Wills and 
Estates.

Lorway MacEachern McLeod Burke has a wealth of experience in preparing wills, power of attorneys and personal directives.

A Will is a written declaration that gives us the right to predetermine what will happen to our property after we die, and is effective only upon our death. Generally speaking, a Will is valid in Nova Scotia if the following characteristics are present:

  • The Will is signed by the person making it, this person being of “sound mind”.
  • The Will is witnessed by two other individuals, who are not name in the Will
  • The two witnesses are concurrently present and have witnessed the entire signing operation.
  • The signatures are placed appropriately at the bottom of the Will.
  • The testator must be at least 19 years old, unless he or she is married or in active service as a member of the armed forces of Canada or the British Commonwealth.

 

For further information, please contact a member of the Lorway MacEachern McLeod Burke Wills and Estates Practice Group

Frequently Asked Questions:

Why Is It Important to Have A Will?

A Will provides you with peace of mind that your estate will be distributed in accordance with your wishes. If you die without a will your estate will disposed of in accordance with the provisions of Intestate Succession Act, R.S.N.S. 1989, c. 236 and it is possible that your property will be passed to someone you did not intend to benefit.

A Will permits you to appoint a guardian if you have any minor children. If you die intestate, it is possible that the guardian may be appointed by the court, and may be somebody that you would not have appointed yourself.

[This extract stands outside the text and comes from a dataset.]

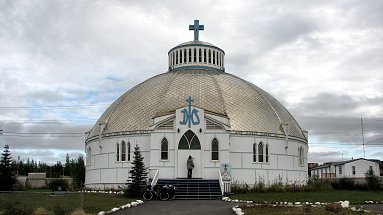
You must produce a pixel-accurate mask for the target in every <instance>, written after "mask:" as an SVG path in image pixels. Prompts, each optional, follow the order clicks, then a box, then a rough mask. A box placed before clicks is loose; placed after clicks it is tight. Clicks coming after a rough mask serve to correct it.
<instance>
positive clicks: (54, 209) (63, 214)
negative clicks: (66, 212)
mask: <svg viewBox="0 0 383 215" xmlns="http://www.w3.org/2000/svg"><path fill="white" fill-rule="evenodd" d="M53 212H54V213H55V215H65V214H66V211H65V208H64V207H62V206H61V205H60V204H56V205H55V206H54V207H53Z"/></svg>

If you have a will, you may appoint an executor who will distribute your estate in accordance to your wishes. If you die intestate, an administrator must be appointed and there will be a requirement for this individual to put up a bond. Having confidence in your Executor, you may stipulate in your Will that your Executor will not be required to post a Bond, thereby avoiding the expense and delays typically created when an Executor must post a Bond.

 

When Should I Revise My Will?

Generally speaking, changes in your circumstances, or the circumstances of people mentioned in your Will may call for a change in your Will. For example: –

  • If an executor dies or otherwise becomes unsuitable or unwilling to act as your executor;
  • If a beneficiary dies;
  • If a specific gift is no longer owned by you, or changed its nature;
  • If you become divorced, remarry or adopt children;
  • If you property increases or decreases significantly, you should consult your lawyer.

 

Estate Planning

A detailed process involving creation of trusts, and consultation with chartered accountants to maximize tax savings. This service is billed on an hourly basis.